While astronomy is one of the oldest sciences, data-intensive astronomy has led to shifts from individual investigators collecting data with private telescopes to collaborative projects to design, build, and maintain shared telescope facilities. Collaborative data collection is more amenable to sharing data, databases, and catalogs with scientists not initially involved in collection.

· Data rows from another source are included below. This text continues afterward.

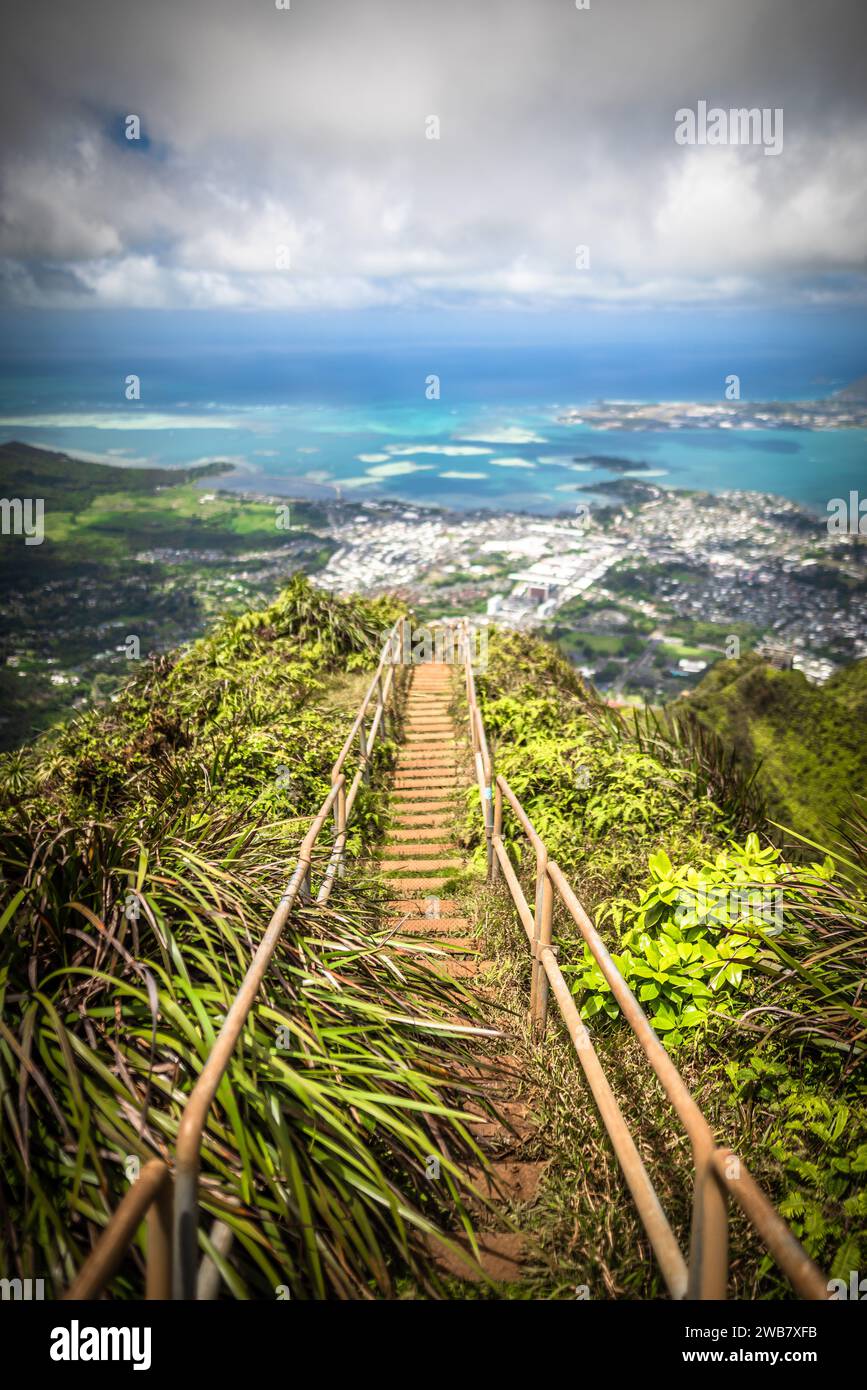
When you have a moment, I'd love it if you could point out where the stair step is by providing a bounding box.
[390,898,463,922]
[386,816,452,851]
[385,878,449,894]
[467,1158,550,1202]
[392,770,460,791]
[392,787,464,810]
[427,1232,524,1284]
[379,845,464,874]
[382,840,450,859]
[392,917,479,955]
[388,916,472,941]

The Sloan Digital Sky Survey (SDSS), which began taking data in 1998, became the gold standard for sky survey data sharing. The Large Synoptic Survey Telescope (LSST), a successor to the SDSS, will begin its 10-year survey operations in 2022. This dissertation research addresses questions of who, what, when, where, why, and how of managing astronomy data by examining the data practices of builders and users in these two collaborations. The study focuses on scientific research data; data management tasks; knowledge, expertise and experience required; workforces responsible for these activities; and how data management differs between astronomy populations. Using document analysis, ethnographic fieldwork (n=21 weeks), and semi-structured interviews (n=80), the study reveals how research data are embedded in knowledge infrastructures.
Findings indicate that the SDSS is not a single project but a long-lived data collection effort supported by successive short-term grants, whereas their goal is to have a long-lived structure. A full environment of data management funding and expertise is necessary to enable continually usable data. These findings imply that LSST and other scientific collaborations should determine what research data and accompanying documentation to save, when, and for how long to take a long-lived approach to building funding models, infrastructures, and the human expertise essential to supporting re-usable data.